Sekretaris Daerah Provinsi Jawa Tengah, Sumarno, menyebut SGS sebagai tonggak penting dalam pengembangan ekonomi aglomerasi, yaitu konsep integrasi ekonomi lintas wilayah.

“Soloraya adalah embrio. Ke depan, model ini akan dikembangkan ke kawasan seperti Semarang Raya, Pati Raya, dan Banyumas Raya,” ujarnya dalam rapat koordinasi Soloraya Trade, Tourism, and Investment Expo (STTIE), Kamis (24/7/2025).

Lebih dari sekadar pesta diskon, SGS dinilai menjadi alat strategis untuk menstabilkan inflasi dan menciptakan rantai distribusi regional yang efisien. “Dengan aglomerasi, tiap daerah bisa mengembangkan spesialisasi ekonomi, saling menopang distribusi, dan menjaga harga tetap terkendali,” jelas Sumarno.

Konsep ini juga dinilai krusial dalam menghadapi tekanan ekonomi global. Daerah dengan jaringan ekonomi terintegrasi dinilai lebih tahan terhadap fluktuasi eksternal dan lebih adaptif terhadap perubahan pasar.

Ketua Kadin Surakarta, Ferry Septha Indrianto, menambahkan bahwa hubungan sosial, ekonomi, dan budaya antarwilayah di Soloraya sudah terbentuk secara alami.
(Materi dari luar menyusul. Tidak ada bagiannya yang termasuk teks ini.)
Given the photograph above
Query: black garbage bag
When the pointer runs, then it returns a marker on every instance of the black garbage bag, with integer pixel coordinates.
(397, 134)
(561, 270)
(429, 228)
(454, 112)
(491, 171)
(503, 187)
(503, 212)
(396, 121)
Namun, dengan arah pembangunan yang terarah, potensi ini bisa dimaksimalkan.

“STTIE bukan sekadar pameran, tapi awal dari transformasi ekonomi regional yang berkelanjutan. Kami ingin Soloraya menjadi tolok ukur bagaimana aglomerasi bisa menarik investasi dan membuka peluang kerja seluas-luasnya,” ungkap Ferry.

Ia juga menegaskan kesiapan Kadin Surakarta untuk membantu mengembangkan model serupa di wilayah lain di Jawa Tengah jika diperlukan.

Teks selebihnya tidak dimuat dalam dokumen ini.